Tomorrow I will be getting a PICC line put in for my 4 days of chemo and blood draws over the next month. I'm one day closer!
A brief history:
Last week I arrived, officially for my participation in cart19. This treatment is so new and evolving rapidly so the forms I had signed a few months ago were no longer up to date. I had a meet and greet with everyone involved and even got a status update on how my t-cells are doing in the lab. They're doing great, thanks for asking. I will be having 1/3 less chemo, yay! I will be having significantly less t-cells also...hmmmm. Yay? The chemo is to suppress my existing immune system so my new fangled genetically engineered cancer killing t-cells can get in there and get to work!
Did I mention this is a clinical trial?! I can not cruise into Walgreens and buy some new t-cells. This is an experimental therapy. I want to make it clear that I'm not condoning or encouraging anyone to use my info as medical advice.
There is a fair amount of prep work that goes into this. My one week schedule of appointments is 7 pages long. I had my own t-cells collected months ago. Things like a CT scan, bone marrow biopsy, echocardiogram, etc are all needed to get a baseline. That good old bone marrow biopsy.
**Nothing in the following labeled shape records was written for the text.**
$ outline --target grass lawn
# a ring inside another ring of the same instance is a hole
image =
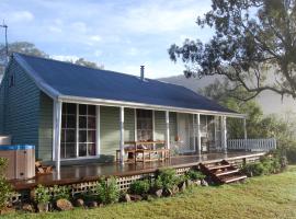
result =
[[[296,166],[285,173],[249,178],[244,184],[195,187],[171,198],[3,218],[296,218]]]

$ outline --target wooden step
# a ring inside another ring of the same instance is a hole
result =
[[[238,181],[241,181],[241,180],[244,180],[244,178],[247,178],[247,175],[235,175],[235,176],[231,176],[231,177],[223,178],[221,181],[224,183],[234,183],[234,182],[238,182]]]
[[[207,169],[209,171],[214,171],[214,170],[219,170],[219,169],[226,169],[226,168],[230,168],[230,164],[225,164],[225,165],[213,165],[213,166],[207,166]]]
[[[223,172],[219,172],[219,173],[215,173],[215,175],[223,176],[223,175],[229,175],[229,174],[234,174],[234,173],[238,173],[238,172],[239,172],[239,170],[235,169],[235,170],[230,170],[230,171],[223,171]]]

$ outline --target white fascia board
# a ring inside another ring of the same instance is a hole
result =
[[[44,93],[46,93],[48,96],[50,96],[53,100],[57,100],[60,93],[53,89],[50,85],[48,85],[34,69],[32,69],[25,60],[23,60],[22,57],[20,57],[18,54],[13,54],[13,57],[15,60],[20,64],[20,66],[25,70],[27,76],[35,82],[35,84],[38,87],[39,90],[42,90]]]
[[[105,105],[105,106],[125,106],[125,107],[130,107],[130,108],[170,111],[170,112],[190,113],[190,114],[198,113],[198,114],[213,115],[213,116],[219,115],[219,116],[227,116],[227,117],[234,117],[234,118],[246,118],[246,114],[238,114],[238,113],[182,108],[182,107],[174,107],[174,106],[153,105],[153,104],[125,102],[125,101],[113,101],[113,100],[104,100],[104,99],[91,99],[91,97],[70,96],[70,95],[59,95],[58,99],[62,102],[68,102],[68,103]]]

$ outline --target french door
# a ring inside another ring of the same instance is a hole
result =
[[[96,154],[96,108],[94,105],[62,103],[60,158]]]

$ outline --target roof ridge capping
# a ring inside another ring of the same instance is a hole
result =
[[[60,62],[62,65],[70,65],[70,66],[75,66],[75,67],[78,67],[78,68],[86,68],[86,69],[98,70],[98,71],[106,71],[106,72],[110,72],[110,73],[116,73],[116,74],[121,74],[121,76],[127,76],[127,77],[133,77],[133,78],[140,79],[139,76],[134,76],[134,74],[126,73],[126,72],[119,72],[119,71],[107,70],[107,69],[92,68],[92,67],[89,67],[89,66],[81,66],[81,65],[69,62],[69,61],[62,61],[62,60],[54,59],[54,58],[50,58],[50,57],[49,58],[45,58],[45,57],[33,56],[33,55],[27,55],[27,54],[22,54],[22,53],[15,53],[15,51],[13,53],[13,55],[16,55],[19,57],[26,56],[26,57],[30,57],[30,58],[43,59],[45,61]],[[147,79],[147,80],[153,80],[153,79],[149,79],[149,78],[145,78],[145,79]]]

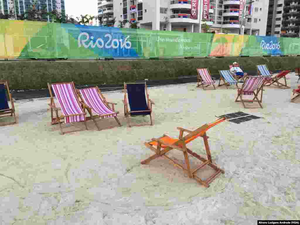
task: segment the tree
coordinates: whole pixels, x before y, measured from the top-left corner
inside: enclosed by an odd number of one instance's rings
[[[119,28],[124,28],[125,27],[125,26],[129,22],[128,20],[119,20],[119,25],[118,27]]]
[[[202,20],[202,22],[206,22],[206,20],[205,19],[203,19]],[[204,23],[201,25],[201,29],[203,30],[204,33],[209,33],[209,31],[210,30],[210,27],[206,24],[206,23]]]
[[[130,28],[132,29],[139,29],[140,28],[137,25],[140,23],[138,22],[135,22],[134,23],[131,23],[130,24]]]

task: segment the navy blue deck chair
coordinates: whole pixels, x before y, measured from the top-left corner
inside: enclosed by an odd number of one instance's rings
[[[6,96],[6,92],[8,93],[9,100],[11,104],[10,108]],[[10,125],[16,123],[15,107],[14,104],[14,99],[11,97],[11,94],[9,92],[8,83],[7,81],[0,80],[0,118],[6,116],[12,116],[13,115],[15,122],[9,123],[0,123],[0,126]]]
[[[146,93],[145,93],[146,91]],[[124,83],[124,100],[122,100],[124,104],[124,111],[125,117],[129,127],[133,126],[140,126],[153,125],[151,113],[152,112],[152,105],[154,103],[149,98],[147,92],[147,86],[145,83]],[[128,101],[127,101],[127,95]],[[128,104],[130,107],[128,111]],[[150,116],[151,124],[139,125],[130,125],[129,117]]]

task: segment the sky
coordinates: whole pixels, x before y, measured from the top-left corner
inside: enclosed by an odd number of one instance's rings
[[[98,0],[64,0],[66,14],[76,18],[81,14],[98,15]]]

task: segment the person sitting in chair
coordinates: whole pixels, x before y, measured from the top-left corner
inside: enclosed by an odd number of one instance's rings
[[[236,62],[235,62],[232,64],[232,65],[230,67],[230,72],[233,74],[235,75],[236,79],[239,80],[244,78],[247,76],[247,73],[244,73],[243,70],[240,68],[238,64]]]

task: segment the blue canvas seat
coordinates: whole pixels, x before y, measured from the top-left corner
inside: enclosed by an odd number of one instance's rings
[[[227,88],[228,88],[228,86],[233,84],[236,85],[237,87],[238,82],[230,73],[230,70],[220,70],[219,71],[219,72],[220,73],[220,76],[219,82],[218,86],[225,85]],[[221,84],[220,83],[221,81],[223,81],[224,83],[223,84]]]
[[[124,104],[124,114],[125,117],[127,118],[129,127],[132,126],[129,122],[129,116],[145,116],[149,115],[150,116],[151,121],[151,124],[150,125],[152,126],[152,122],[151,113],[152,112],[152,105],[154,104],[154,103],[149,99],[149,95],[147,92],[146,83],[127,84],[124,83],[124,99],[123,101]],[[130,111],[128,110],[128,104],[130,107]]]
[[[9,107],[8,105],[7,93],[8,94],[8,96],[11,103],[11,108]],[[14,124],[16,122],[14,101],[13,99],[11,97],[11,94],[9,93],[9,88],[7,81],[0,80],[0,118],[13,116],[15,119],[14,122],[12,123],[0,123],[0,126]]]

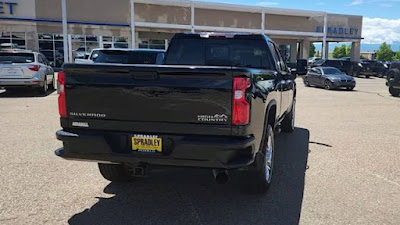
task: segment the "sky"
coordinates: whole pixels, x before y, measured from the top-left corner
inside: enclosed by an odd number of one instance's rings
[[[400,0],[203,0],[362,15],[363,44],[400,42]]]

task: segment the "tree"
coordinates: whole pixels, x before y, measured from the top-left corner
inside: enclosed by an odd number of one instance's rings
[[[350,57],[350,55],[351,55],[351,45],[348,45],[346,47],[346,57]]]
[[[393,60],[393,51],[392,47],[386,42],[383,42],[379,47],[379,50],[376,51],[376,58],[379,61],[392,61]]]
[[[393,60],[398,60],[398,61],[400,61],[400,49],[399,49],[399,51],[396,52],[396,55],[394,55]]]
[[[310,45],[310,57],[314,57],[315,56],[315,45],[313,43],[311,43]]]
[[[336,46],[333,50],[333,58],[342,58],[346,57],[346,45],[342,45],[340,47]]]

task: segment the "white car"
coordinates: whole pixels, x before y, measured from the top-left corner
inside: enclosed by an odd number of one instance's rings
[[[0,51],[0,87],[32,87],[45,94],[49,88],[54,88],[54,70],[41,53]]]
[[[315,61],[318,61],[320,59],[321,58],[319,58],[319,57],[311,57],[308,59],[308,64],[313,64],[313,63],[315,63]]]

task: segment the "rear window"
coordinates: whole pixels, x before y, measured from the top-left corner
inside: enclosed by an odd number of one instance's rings
[[[32,53],[0,53],[0,63],[31,63],[35,61]]]
[[[165,64],[274,68],[267,43],[245,39],[175,39]]]
[[[93,53],[92,58],[95,63],[156,64],[157,54],[158,52],[104,50]]]
[[[53,56],[53,51],[42,51],[41,52],[44,56],[46,56],[46,58],[54,58]]]

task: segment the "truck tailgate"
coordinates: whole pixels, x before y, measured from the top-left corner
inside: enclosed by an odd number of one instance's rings
[[[231,124],[230,67],[67,64],[64,71],[70,119]]]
Now, if you're reading this, you probably are familiar with the joy of one, or have at least heard about it. For some reason, I detest the bone marrow biopsy. I am enthusiastic about this trial though, and if that's what it takes, then sign me up! By sign me up, I mean I hesitantly agreed and then made 3 phone calls trying to plead my case to not have it done. Unsuccessfully.
Yesterday I had my first ever heart echo, which conjured up visions in my head of dye, wires, maybe lying on my back on a cold table. Wait, that may have been a movie about alien abductions. I'm happy to report it's actually nothing more than an ultrasound of the heart.